Markets can change rapidly and unpredictably. When these changes occur they are sharpest and most damaging when asset valuations are at extreme highs. High valuations have important implications for expected investment returns and, potentially, for financial stability.
However, quicksilver markets can turn from tranquil to turbulent in short order. It is worth noting that in 2006 volatility was low and companies were generating record profit margins, until the business cycle came to an abrupt halt due to events that many people had not anticipated.
The full report can be found here:
The meat of the report is in the charts. The CAPE Ratio, which has been a highly accurate predictor of market tops is now almost two standard deviations above the long term average and at the same level it was before the 2008 crash. It has only been higher in 1929 and 1999. That should give you a nice warm feeling about the coming bull market. Right?
Profit margins are at all-time record highs as corporations don’t have to pay higher wages, can borrow for virtually free, and continue to outsource to foreign countries. Profit margins are 60% above the long-term average and always revert to the mean. Do you expect them to expand or contract from here?

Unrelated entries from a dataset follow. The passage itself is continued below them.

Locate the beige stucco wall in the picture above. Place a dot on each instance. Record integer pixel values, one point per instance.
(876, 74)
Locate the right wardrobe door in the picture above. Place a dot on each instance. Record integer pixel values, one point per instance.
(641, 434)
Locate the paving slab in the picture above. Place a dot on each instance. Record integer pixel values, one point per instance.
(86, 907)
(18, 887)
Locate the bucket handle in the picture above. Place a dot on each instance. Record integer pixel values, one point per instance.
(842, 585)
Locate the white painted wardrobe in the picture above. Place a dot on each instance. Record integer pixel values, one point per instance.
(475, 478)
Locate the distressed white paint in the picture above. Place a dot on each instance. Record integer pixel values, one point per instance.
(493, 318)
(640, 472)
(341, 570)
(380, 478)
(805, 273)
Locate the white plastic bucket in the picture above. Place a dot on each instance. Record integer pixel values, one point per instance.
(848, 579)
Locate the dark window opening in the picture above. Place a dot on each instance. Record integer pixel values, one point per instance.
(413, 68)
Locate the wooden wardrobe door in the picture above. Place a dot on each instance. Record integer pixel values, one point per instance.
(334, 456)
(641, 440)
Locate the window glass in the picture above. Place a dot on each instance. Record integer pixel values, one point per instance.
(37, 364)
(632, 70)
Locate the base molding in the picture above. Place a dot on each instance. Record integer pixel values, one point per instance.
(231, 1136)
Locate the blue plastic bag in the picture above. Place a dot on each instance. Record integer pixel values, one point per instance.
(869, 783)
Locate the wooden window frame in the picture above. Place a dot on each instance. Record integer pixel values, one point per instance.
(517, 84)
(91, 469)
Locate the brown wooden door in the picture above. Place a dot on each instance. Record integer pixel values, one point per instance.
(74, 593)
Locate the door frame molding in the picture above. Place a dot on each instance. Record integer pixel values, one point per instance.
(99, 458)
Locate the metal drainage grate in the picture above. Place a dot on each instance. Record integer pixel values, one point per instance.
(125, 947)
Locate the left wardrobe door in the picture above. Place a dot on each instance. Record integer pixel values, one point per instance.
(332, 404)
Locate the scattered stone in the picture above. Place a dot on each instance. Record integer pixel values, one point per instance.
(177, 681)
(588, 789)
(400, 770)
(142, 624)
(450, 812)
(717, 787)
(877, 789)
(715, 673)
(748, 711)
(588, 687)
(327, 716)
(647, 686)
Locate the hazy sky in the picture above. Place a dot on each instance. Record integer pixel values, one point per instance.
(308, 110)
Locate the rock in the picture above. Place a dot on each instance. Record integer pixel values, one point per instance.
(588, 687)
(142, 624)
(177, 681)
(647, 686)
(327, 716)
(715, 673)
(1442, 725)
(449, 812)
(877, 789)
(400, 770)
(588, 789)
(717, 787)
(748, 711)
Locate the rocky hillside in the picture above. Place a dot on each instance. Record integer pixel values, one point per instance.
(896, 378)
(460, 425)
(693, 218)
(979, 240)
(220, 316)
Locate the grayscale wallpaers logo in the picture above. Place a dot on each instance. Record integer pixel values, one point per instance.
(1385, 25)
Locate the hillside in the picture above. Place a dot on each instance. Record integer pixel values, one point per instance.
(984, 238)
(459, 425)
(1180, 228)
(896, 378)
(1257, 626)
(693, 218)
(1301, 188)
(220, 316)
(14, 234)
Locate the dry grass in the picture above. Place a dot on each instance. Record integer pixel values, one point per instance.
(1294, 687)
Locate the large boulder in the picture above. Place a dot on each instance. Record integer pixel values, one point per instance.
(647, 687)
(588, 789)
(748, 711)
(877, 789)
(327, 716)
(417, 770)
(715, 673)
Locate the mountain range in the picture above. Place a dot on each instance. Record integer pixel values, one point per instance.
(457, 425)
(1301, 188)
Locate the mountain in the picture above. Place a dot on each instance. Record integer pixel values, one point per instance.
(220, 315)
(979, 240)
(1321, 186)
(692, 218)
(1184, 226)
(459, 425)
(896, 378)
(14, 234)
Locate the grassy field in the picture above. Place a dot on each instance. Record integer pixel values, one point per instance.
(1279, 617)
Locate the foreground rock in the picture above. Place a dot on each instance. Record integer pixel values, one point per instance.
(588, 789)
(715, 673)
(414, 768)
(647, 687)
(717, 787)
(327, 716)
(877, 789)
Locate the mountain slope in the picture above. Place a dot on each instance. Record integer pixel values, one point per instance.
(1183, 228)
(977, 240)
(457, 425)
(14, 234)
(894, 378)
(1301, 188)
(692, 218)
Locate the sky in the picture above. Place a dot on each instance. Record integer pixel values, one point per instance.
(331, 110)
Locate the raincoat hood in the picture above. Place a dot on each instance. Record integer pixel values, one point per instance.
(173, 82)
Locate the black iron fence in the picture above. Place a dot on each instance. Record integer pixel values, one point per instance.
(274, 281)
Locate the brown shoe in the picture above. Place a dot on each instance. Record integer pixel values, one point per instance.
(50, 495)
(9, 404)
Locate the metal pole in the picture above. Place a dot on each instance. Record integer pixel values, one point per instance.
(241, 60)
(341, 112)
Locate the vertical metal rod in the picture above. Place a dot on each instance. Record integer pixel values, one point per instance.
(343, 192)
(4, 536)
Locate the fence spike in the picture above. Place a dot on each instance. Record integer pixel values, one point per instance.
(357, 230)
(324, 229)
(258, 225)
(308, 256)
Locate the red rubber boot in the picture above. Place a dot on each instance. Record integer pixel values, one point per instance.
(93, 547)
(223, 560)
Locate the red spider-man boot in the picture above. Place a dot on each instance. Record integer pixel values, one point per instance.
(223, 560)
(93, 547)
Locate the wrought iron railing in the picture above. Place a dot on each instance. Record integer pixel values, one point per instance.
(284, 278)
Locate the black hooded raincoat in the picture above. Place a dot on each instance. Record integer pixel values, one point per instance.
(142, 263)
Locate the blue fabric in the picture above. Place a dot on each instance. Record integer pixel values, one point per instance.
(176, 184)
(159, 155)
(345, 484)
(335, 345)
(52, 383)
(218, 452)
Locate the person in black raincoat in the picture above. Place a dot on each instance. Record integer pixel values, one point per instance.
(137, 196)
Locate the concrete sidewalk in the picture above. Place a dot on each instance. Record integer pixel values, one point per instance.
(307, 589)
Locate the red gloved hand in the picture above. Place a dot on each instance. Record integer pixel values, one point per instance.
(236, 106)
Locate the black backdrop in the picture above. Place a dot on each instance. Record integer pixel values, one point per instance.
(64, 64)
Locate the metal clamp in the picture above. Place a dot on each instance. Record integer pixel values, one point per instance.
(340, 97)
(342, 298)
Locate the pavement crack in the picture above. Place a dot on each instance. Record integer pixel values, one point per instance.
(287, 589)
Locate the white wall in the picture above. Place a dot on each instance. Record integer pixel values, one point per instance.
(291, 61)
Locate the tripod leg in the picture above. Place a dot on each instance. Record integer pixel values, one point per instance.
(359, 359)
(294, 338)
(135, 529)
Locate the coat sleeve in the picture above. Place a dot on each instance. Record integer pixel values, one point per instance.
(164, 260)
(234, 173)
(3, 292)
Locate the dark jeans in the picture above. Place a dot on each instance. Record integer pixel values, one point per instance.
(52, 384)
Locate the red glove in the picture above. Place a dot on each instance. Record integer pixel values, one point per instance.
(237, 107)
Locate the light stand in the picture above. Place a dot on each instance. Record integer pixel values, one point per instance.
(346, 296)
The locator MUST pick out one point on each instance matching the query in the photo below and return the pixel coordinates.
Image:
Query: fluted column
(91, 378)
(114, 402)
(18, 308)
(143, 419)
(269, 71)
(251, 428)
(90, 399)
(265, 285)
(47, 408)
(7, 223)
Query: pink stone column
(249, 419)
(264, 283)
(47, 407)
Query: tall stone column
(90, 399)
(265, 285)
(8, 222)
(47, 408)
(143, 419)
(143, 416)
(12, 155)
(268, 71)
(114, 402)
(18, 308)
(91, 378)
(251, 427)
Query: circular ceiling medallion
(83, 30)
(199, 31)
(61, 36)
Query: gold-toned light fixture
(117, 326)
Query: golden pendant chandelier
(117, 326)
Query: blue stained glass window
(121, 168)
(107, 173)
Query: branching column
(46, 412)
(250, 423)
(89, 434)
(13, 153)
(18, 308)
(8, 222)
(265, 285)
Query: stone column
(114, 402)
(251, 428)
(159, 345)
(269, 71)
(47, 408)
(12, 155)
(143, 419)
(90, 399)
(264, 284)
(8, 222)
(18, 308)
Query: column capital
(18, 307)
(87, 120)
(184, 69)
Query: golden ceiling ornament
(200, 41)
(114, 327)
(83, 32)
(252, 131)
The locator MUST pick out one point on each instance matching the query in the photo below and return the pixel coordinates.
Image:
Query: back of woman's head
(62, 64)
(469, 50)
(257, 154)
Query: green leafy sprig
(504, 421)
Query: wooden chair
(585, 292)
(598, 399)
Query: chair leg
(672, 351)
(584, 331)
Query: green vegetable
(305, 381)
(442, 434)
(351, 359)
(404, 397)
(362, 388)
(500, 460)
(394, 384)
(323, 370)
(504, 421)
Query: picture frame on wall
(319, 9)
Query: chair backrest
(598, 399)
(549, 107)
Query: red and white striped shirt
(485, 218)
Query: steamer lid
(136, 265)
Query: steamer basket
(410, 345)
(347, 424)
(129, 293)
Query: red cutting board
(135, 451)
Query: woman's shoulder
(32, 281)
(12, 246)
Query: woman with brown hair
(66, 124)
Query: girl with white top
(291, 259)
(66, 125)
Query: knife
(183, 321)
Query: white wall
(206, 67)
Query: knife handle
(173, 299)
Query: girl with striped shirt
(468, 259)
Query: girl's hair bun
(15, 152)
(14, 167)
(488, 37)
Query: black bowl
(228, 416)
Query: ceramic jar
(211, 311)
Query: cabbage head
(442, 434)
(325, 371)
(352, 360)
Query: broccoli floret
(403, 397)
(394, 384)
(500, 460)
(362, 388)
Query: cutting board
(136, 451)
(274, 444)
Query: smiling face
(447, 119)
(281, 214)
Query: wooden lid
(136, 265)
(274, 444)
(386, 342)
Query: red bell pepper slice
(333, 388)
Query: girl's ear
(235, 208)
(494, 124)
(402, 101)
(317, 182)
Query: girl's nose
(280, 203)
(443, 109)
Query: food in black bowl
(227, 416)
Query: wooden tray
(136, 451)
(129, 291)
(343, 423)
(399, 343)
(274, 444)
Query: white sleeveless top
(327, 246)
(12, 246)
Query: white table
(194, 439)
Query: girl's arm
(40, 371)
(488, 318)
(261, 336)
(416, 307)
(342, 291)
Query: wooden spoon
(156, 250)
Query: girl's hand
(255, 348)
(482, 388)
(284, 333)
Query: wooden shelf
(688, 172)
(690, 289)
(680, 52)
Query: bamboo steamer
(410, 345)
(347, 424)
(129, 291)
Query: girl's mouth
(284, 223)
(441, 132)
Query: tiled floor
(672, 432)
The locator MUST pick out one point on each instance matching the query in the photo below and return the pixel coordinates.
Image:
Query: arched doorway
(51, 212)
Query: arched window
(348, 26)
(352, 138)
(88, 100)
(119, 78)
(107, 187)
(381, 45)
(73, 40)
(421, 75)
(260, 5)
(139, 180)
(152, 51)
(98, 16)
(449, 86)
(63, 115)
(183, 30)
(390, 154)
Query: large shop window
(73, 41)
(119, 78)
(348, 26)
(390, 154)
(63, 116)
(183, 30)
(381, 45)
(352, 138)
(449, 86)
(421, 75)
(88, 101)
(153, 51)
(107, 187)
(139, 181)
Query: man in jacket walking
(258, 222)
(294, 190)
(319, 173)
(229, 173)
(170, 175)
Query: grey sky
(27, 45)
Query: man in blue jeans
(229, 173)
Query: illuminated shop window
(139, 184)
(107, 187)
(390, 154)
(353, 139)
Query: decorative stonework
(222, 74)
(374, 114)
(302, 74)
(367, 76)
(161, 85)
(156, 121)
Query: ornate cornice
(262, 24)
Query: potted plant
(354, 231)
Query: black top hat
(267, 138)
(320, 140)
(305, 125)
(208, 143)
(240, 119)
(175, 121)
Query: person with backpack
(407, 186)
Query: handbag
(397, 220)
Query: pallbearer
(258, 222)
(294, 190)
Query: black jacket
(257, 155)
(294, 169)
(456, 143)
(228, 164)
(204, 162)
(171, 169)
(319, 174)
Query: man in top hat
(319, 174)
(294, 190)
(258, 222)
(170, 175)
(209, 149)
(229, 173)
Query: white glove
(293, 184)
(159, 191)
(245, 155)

Warren Buffett, before he became a shill for the status quo, judged the value of the market based upon corporate market value to GNP. This ratio is also almost two standard deviations above the long term average. It is higher than it was in 2007. It is 75% above the long-term average. It has only been higher during the internet bubble in 2000. Would you bet on it reaching 3 standard deviations above the long-term average? Wall Street and CNBC are telling you to make that bet.
We all know about the cash on the sidelines ready to come into the market and drive it higher. The fact that margin debt is at an all-time high shouldn’t be a concern at all. Right? What you have are a bunch of monkeys who think they are brilliant investors. They are sure Janet has their back. The panic when this market begins to go south will be epic. As the margin calls come in, the market will spiral out of control, creating more margins calls. The bodies will be piled high and calls for Janet to save the monkeys will be shrill.
As you may have noticed, the market is now regularly experiencing 200 to 300 point swings on a regular basis. Low volatility and a steady rise in prices is a hallmark of bull markets. High volatility and choppy markets is a sign of bear markets. The spike in volatility since September is a warning sign. But the captains of the Wall Street Titanic banks declare “full steam ahead”. We all know what happens next.
Some people never learn. Even though we’ve experienced two horrific stock market crashes in the last fifteen years, with losses of 40% to 80%, the professional monkeys posing as investment experts ignore facts, history, and common sense. At current stock market valuations, you are virtually guaranteed to lose money in the market over the next ten years, and experience a death defying collapse in the foreseeable future. Will the Ivy League MBA’s heed these warnings? Not a chance. They think they are the smartest guys in the room.
We’re Lost in Space. Danger is everywhere, but no one seems to care.